Invece la volontà di qualsiasi creatura non ha la rettitudine insita nel proprio atto, ma ha come regola la volontà divina, alla quale appartiene il fine ultimo: a quel modo in cui la volontà dell'inferiore deve essere regolata da quella del superiore, p. es. la volontà del soldato da quella del comandante dell'esercito.

Quindi solo nella volontà divina non ci può mai essere il peccato; mentre esso si può verificare in ogni volontà creata, stando alla condizione propria della sua natura.

Analisi delle obiezioni:

1. Gli angeli non sono in potenza rispetto al loro essere sostanziale.

Sono tuttavia in potenza quanto alla loro facoltà intellettiva, in quanto possono volgersi a questa o a quell'altra cosa.

E di qui appunto può derivare in esi il peccato.

2. I corpi celesti hanno soltanto l'operazione naturale.

Come quindi nella loro natura non vi può essere quel male che è la corruzione, così nella loro operazione naturale non ci può essere quel male che è il disordine.

Ma negli angeli, oltre all'operazione naturale, c'è anche l'atto del libero arbitrio: e questo rende possibile il male.

3. È naturale per l'angelo volgersi con un moto di dilezione verso Dio quale causa del suo essere naturale.

Ma volgersi a Dio in quanto oggetto della beatitudine soprannaturale non può avere altro principio che la carità, da cui l'angelo poteva allontanarsi col peccato.

4. Nell'atto del libero arbitrio ci può essere il peccato in due modi.

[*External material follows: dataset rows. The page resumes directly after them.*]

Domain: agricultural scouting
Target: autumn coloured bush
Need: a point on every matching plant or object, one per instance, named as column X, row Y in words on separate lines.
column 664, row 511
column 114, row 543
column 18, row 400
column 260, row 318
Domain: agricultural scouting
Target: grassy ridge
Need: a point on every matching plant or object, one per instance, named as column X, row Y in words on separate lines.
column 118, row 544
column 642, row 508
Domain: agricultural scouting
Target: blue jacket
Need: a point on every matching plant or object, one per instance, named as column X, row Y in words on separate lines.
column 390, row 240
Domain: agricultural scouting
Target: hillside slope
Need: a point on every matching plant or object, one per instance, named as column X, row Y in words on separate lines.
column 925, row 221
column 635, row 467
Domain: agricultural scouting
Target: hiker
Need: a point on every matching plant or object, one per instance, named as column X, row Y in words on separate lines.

Primo, se si vuole direttamente un male: come quando un uomo pecca scegliendo l'adulterio, che in se stesso è un male.

E tale peccato procede sempre da una certa ignoranza o errore: altrimenti non si sceglierebbe come bene ciò che in realtà è un male.

L'adultero infatti, spinto dalla passione o dall'abitudine, erra nel suo giudizio particolare, scegliendo il piacere dell'atto disordinato come se al presente fosse un bene da farsi; e ciò anche qualora nel giudicare la cosa in astratto non cada in errore, ma ne abbia invece una valutazione giusta.

Ora, gli angeli non possono peccare in questo modo, perché in essi non ci sono le passioni che annebbiano la ragione o l'intelletto, come è evidente da quanto si è già dimostrato [ q. 59, a. 4 ]; e neppure ci poteva essere in essi precedentemente al primo peccato un abito che li inclinasse alla colpa.

- Secondo, si può peccare in un altro modo col libero arbitrio, scegliendo cioè una cosa che in sé è buona, ma desiderandola senza seguire l'ordine stabilito dalla retta regola o misura: cosicché la deficienza peccaminosa non deriva dalla cosa scelta, ma dal modo della scelta, che non è fatta nel debito ordine; come se uno volesse pregare, ma senza curarsi dell'ordine stabilito dalla Chiesa.

Ora, tale peccato non suppone l'ignoranza, ma soltanto una mancanza di considerazione di quelle cose che andrebbero considerate.

E in questa [ seconda ] maniera peccò l'angelo, volgendosi col libero arbitrio al proprio bene senza rispettare la regola stabilita dalla divina volontà.